"Trackers keeping an eye on ransomware leak sites logged more than 8,000 claimed victims worldwide in 2025, a rise of more than 50 percent compared to 2023. The counts come from outfits watching dark web shaming pages such as Ransomware.live and RansomLook.io, so they only include cases where crooks decided to post receipts.
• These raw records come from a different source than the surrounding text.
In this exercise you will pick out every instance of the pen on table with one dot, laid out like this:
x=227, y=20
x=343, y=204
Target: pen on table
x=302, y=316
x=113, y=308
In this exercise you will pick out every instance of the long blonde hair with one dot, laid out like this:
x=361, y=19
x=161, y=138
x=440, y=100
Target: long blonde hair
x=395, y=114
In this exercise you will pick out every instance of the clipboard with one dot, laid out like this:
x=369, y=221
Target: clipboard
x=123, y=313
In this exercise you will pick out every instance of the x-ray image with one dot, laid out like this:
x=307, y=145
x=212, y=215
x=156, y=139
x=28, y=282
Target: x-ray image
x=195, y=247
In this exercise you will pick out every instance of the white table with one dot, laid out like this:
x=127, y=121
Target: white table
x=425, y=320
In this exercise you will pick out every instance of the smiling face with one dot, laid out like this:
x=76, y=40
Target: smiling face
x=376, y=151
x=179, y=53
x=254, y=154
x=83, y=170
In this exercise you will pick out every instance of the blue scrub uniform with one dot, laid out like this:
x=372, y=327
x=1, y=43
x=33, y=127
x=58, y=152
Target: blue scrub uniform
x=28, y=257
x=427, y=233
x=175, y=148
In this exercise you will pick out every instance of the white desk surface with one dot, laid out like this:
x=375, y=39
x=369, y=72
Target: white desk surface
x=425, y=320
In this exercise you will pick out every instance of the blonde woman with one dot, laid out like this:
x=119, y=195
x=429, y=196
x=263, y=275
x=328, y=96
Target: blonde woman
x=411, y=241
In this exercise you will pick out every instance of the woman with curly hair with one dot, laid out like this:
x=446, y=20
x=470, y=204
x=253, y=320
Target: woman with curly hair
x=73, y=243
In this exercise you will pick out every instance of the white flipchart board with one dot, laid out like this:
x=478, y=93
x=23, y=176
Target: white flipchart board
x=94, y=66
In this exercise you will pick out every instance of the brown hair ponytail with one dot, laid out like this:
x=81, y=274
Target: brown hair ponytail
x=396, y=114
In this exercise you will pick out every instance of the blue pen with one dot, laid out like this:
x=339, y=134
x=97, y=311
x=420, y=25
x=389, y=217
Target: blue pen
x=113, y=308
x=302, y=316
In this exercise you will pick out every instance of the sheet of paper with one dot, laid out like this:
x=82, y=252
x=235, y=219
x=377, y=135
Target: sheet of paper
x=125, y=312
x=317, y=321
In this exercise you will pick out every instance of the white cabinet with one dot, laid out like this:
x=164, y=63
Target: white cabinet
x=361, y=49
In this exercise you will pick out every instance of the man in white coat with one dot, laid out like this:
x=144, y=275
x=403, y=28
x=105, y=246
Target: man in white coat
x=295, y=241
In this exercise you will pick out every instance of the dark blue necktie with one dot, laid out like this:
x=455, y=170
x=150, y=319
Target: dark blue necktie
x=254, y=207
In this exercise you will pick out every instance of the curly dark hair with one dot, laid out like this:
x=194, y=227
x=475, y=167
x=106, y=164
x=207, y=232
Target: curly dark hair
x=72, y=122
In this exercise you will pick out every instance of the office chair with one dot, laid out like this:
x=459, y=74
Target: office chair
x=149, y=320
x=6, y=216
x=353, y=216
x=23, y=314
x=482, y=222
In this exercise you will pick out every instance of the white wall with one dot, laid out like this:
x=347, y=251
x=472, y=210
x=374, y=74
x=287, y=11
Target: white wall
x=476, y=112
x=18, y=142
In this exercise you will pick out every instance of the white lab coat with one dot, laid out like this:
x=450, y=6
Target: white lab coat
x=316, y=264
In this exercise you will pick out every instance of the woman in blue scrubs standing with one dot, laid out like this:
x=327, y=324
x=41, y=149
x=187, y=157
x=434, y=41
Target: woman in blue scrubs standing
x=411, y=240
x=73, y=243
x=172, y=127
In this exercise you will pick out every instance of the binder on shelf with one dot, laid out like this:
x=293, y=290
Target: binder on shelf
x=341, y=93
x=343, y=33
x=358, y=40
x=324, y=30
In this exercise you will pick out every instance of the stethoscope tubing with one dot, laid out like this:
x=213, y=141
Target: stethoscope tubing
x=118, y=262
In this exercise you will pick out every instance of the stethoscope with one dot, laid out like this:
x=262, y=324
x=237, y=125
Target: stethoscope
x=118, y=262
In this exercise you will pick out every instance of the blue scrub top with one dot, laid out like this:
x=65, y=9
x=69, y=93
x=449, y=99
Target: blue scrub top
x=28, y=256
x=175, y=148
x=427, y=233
Plenty of victims, Emsisoft says, will have paid up, recovered, or kept quiet without ever appearing on a leak site."
"Emsisoft's numbers also suggest there are more gangs in the game than there were a couple of years ago, with the count of active ransomware crews climbing from a few dozen in 2023 to well into three figures by the end of 2025. Instead of a handful of mega-brands dominating, the scene now looks messier, with lots of smaller outfits popping up, disappearing, and reappearing under new names as affiliates drift between operations."
Ransomware attacks rose in 2025, with leak-site claims exceeding 8,000 victims worldwide — over a 50 percent increase since 2023. Leak-site counts come from dark-web shaming pages and capture only incidents where attackers publicly posted victims. Many other incidents likely involved payments, successful recovery, or quiet non-disclosure. Active ransomware crews expanded from a few dozen in 2023 to well into three figures by late 2025. The ecosystem shifted from a few dominant brands to many smaller, transient outfits and affiliate-driven operations. Law enforcement takedowns disrupted brands but often failed to eliminate perpetrators, who frequently reemerge under new names.